In Hawaii, feather-covered cloaks and capes ('ahu'ula), feather-covered helmets, and whale ivory pendants (lei niho palaoa) were insignia of the aristocratic class (ali'i). The higher the rank, the more lavish the garments and ornaments. Men and women of the highest ranks (ali'i kapu) were regarded with great deference and their personal possessions considered sacred.

Lei niho palaoa were worn on ceremonial occasions by men and women, and in battle by men. They were seen as embodying part of the essence and power (mana) of a man: when a leader was killed in battle, it was important for his enemies to take possession of his niho palaoa as well as his body in order to vanquish his spirit completely.

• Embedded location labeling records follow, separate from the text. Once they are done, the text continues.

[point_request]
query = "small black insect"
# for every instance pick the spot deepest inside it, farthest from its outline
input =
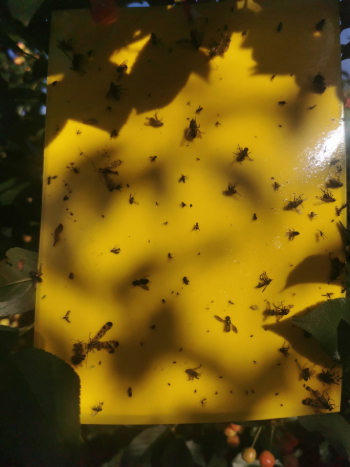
(132, 199)
(193, 131)
(306, 372)
(334, 182)
(321, 234)
(295, 203)
(329, 376)
(141, 283)
(231, 190)
(320, 24)
(242, 154)
(115, 91)
(327, 196)
(228, 324)
(339, 210)
(291, 234)
(192, 373)
(264, 281)
(154, 121)
(319, 84)
(284, 349)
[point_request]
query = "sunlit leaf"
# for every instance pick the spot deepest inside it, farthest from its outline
(323, 323)
(20, 297)
(39, 423)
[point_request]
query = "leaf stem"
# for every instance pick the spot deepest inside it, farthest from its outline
(16, 282)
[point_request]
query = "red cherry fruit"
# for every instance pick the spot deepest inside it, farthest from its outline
(266, 459)
(290, 461)
(233, 441)
(292, 439)
(287, 448)
(104, 11)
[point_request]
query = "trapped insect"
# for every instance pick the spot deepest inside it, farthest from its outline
(291, 234)
(66, 316)
(96, 409)
(231, 190)
(319, 84)
(132, 199)
(306, 372)
(264, 281)
(284, 349)
(228, 324)
(321, 234)
(141, 283)
(193, 130)
(115, 91)
(154, 121)
(57, 234)
(242, 154)
(295, 203)
(329, 376)
(192, 373)
(36, 276)
(183, 179)
(339, 210)
(337, 267)
(96, 344)
(320, 401)
(334, 182)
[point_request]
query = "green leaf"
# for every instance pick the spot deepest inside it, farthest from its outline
(20, 297)
(8, 338)
(323, 323)
(8, 196)
(39, 423)
(346, 232)
(333, 427)
(141, 445)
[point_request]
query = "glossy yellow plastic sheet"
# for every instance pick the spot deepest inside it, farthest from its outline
(171, 327)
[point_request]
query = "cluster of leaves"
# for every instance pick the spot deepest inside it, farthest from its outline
(39, 393)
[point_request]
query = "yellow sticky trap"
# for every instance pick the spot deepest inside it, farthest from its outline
(194, 227)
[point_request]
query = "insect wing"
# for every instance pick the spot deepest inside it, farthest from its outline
(102, 332)
(219, 319)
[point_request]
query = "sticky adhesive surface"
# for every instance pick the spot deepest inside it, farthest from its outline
(171, 327)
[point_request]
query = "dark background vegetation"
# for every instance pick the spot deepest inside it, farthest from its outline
(322, 441)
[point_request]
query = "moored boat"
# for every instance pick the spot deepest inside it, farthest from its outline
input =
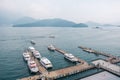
(36, 54)
(51, 47)
(32, 66)
(46, 63)
(70, 57)
(26, 56)
(31, 49)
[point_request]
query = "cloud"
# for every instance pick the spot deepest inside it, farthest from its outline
(104, 11)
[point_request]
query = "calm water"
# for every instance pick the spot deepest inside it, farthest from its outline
(13, 40)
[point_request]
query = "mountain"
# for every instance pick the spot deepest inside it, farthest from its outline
(80, 25)
(50, 22)
(24, 20)
(90, 23)
(7, 18)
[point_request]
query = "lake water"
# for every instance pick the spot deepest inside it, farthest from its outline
(13, 41)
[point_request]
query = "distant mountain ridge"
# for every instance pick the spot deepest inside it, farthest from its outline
(51, 22)
(24, 20)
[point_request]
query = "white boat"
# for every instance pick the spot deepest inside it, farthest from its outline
(32, 66)
(51, 47)
(26, 56)
(31, 49)
(36, 54)
(70, 57)
(46, 63)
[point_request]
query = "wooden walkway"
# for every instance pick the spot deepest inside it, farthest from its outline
(110, 57)
(40, 67)
(63, 52)
(68, 71)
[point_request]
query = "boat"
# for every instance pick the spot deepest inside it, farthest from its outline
(51, 47)
(46, 63)
(70, 57)
(32, 66)
(32, 42)
(36, 54)
(26, 56)
(51, 36)
(31, 49)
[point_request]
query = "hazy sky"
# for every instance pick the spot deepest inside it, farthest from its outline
(103, 11)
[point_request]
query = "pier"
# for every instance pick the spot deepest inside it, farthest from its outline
(63, 52)
(110, 58)
(113, 68)
(40, 67)
(82, 66)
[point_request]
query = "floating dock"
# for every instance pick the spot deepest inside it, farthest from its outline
(107, 66)
(83, 66)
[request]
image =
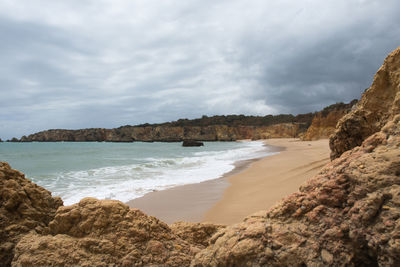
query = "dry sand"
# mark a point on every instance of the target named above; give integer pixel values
(246, 190)
(270, 179)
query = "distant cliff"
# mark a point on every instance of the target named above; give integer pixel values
(216, 128)
(324, 122)
(167, 133)
(347, 215)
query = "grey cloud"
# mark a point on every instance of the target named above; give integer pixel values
(106, 65)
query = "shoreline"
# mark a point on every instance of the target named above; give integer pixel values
(270, 179)
(191, 202)
(253, 185)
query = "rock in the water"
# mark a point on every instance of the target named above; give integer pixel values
(348, 215)
(24, 207)
(103, 233)
(378, 105)
(197, 234)
(192, 143)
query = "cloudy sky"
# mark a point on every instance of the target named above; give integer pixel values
(80, 64)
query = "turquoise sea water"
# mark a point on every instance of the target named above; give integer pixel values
(123, 171)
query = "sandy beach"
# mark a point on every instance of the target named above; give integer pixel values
(253, 186)
(270, 179)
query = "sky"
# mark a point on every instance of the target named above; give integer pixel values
(81, 64)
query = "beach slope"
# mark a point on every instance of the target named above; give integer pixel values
(270, 179)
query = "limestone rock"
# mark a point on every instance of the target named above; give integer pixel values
(197, 234)
(324, 122)
(347, 215)
(24, 207)
(187, 143)
(167, 133)
(103, 233)
(378, 105)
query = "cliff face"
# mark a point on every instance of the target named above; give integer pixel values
(379, 104)
(349, 214)
(167, 133)
(324, 122)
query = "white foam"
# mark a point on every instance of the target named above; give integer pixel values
(131, 181)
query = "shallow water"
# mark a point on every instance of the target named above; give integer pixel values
(123, 171)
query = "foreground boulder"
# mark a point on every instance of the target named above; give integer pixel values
(103, 233)
(348, 215)
(378, 105)
(24, 207)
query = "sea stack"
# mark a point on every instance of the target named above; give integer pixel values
(188, 143)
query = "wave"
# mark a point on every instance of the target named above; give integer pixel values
(131, 181)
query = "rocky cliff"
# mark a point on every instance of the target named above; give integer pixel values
(379, 104)
(324, 122)
(347, 215)
(168, 133)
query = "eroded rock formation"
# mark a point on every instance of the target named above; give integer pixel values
(103, 233)
(24, 207)
(167, 133)
(348, 215)
(379, 104)
(324, 122)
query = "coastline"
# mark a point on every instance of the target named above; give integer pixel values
(270, 179)
(191, 202)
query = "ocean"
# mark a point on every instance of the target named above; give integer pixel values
(123, 171)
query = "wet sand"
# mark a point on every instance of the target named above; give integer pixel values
(252, 186)
(270, 179)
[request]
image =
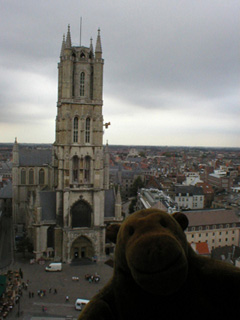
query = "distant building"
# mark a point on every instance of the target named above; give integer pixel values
(215, 227)
(60, 192)
(189, 197)
(154, 198)
(220, 179)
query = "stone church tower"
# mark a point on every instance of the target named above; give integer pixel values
(81, 177)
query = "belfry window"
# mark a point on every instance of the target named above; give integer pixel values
(31, 176)
(87, 169)
(82, 81)
(87, 130)
(75, 168)
(23, 176)
(75, 129)
(41, 176)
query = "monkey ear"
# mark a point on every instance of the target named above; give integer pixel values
(112, 232)
(181, 219)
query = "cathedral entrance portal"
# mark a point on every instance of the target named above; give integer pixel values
(82, 248)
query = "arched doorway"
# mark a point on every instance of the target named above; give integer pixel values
(82, 248)
(81, 215)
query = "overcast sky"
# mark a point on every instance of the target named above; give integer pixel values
(171, 72)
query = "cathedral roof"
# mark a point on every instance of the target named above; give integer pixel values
(48, 205)
(34, 157)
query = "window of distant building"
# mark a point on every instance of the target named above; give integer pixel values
(75, 129)
(31, 176)
(23, 176)
(41, 176)
(75, 165)
(87, 130)
(82, 83)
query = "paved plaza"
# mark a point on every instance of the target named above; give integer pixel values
(55, 304)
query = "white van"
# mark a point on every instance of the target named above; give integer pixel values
(54, 266)
(80, 304)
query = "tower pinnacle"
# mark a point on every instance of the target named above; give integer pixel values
(98, 43)
(68, 40)
(63, 46)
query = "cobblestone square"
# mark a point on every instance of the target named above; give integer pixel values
(55, 304)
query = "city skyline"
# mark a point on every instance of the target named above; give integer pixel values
(171, 73)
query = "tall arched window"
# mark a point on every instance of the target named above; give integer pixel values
(87, 169)
(75, 129)
(82, 80)
(81, 214)
(41, 176)
(75, 166)
(31, 176)
(23, 176)
(87, 130)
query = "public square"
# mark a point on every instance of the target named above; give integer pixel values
(52, 304)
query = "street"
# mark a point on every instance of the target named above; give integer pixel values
(34, 306)
(5, 241)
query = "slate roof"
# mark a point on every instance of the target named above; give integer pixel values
(6, 191)
(48, 205)
(34, 157)
(191, 190)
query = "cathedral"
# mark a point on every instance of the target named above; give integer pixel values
(61, 195)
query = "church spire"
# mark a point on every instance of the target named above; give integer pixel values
(63, 46)
(68, 40)
(98, 43)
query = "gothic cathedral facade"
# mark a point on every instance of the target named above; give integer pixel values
(59, 195)
(78, 151)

The necklace (lei) consists of loops of 8-strand square braids of human hair. [Quiz Clue!] Only a few of the many braids making up the two sides of the necklace pass through the center of the pendant. Hook-shaped pendants were originally carved from the tooth (niho) of the sperm whale (palaoa). In later days, as trade with Europeans increased, Arctic walrus ivory was used for lei niho palaoa.

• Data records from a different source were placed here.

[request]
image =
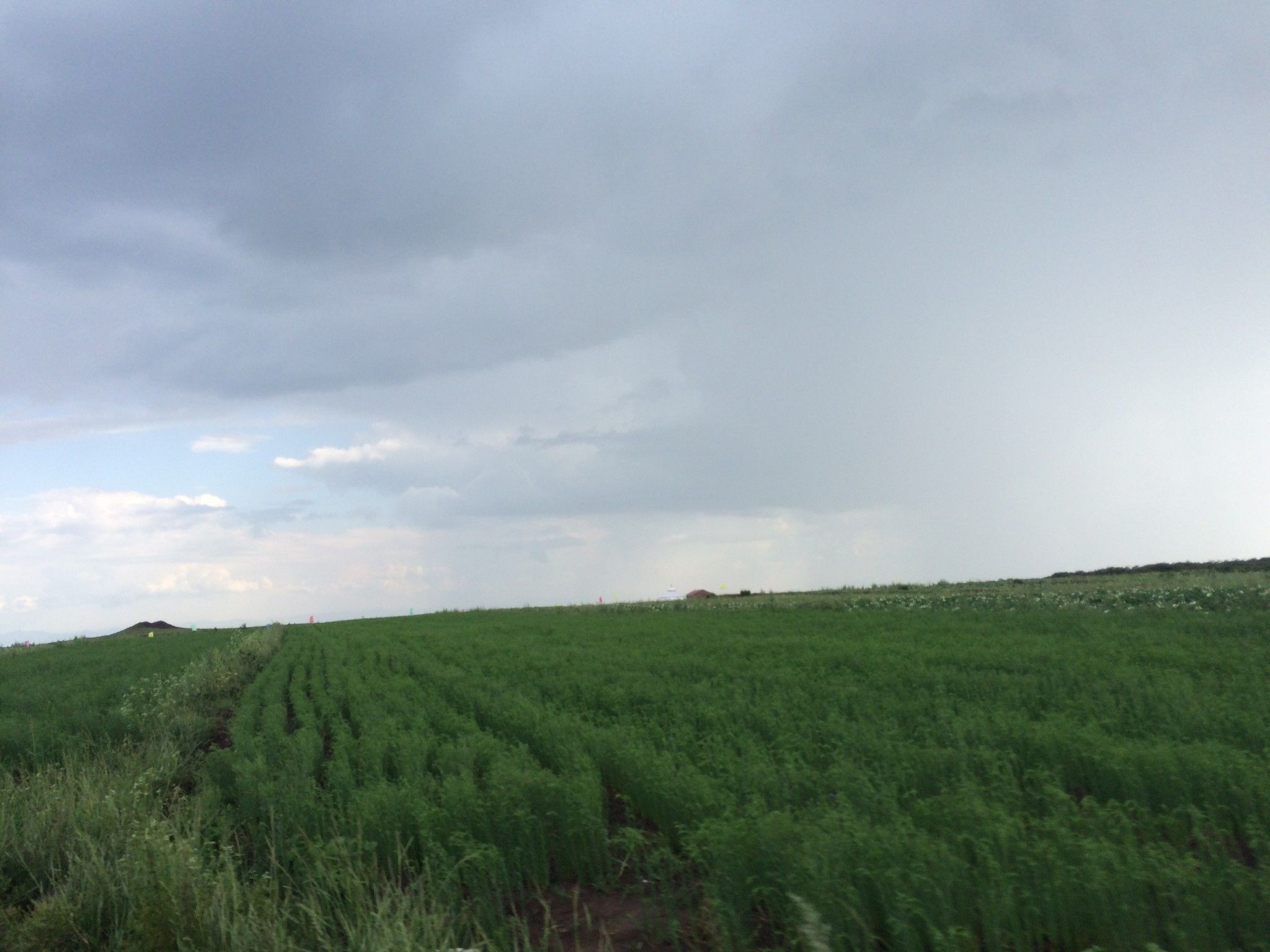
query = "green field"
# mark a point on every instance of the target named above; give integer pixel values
(66, 696)
(1059, 764)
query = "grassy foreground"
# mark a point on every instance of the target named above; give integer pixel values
(1065, 764)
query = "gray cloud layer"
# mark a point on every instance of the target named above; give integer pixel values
(664, 257)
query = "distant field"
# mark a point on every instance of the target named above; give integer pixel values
(66, 695)
(1047, 764)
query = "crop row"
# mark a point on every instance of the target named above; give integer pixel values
(935, 781)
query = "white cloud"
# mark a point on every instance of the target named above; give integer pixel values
(200, 578)
(60, 516)
(339, 456)
(224, 444)
(206, 500)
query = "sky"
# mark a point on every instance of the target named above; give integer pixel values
(347, 310)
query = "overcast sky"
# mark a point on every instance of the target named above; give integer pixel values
(356, 309)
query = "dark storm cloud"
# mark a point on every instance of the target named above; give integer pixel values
(889, 254)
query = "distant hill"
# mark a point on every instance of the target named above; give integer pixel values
(1230, 565)
(140, 627)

Feather cloaks and capes, 'ahu (garment) 'ula (red), were an essential part of aristocratic regalia. They were made and worn only by men. Red symbolized the highest aristocratic ranks and gods; however, since yellow feathers were especially rare, yellow became the most highly prized color.

The foundation of these garments is a net of olonaa (Touchardia latifolia), a vegetable fiber; the surface is made up of bundles of feathers tied to the foundation in overlapping rows. Red feathers came from the scarlet honey creeper, 'i'iwi (Vestaria coccinea), or from a crimson and black honey creeper called 'apapane (Himatione sanguinea). Yellow feathers came from a black honey eater with yellow tufts under each wing called 'oo'oo (Acrulocercus spp.), or a black honey creeper with yellow feathers above and below the tail called mamo (Drepanis pacifica).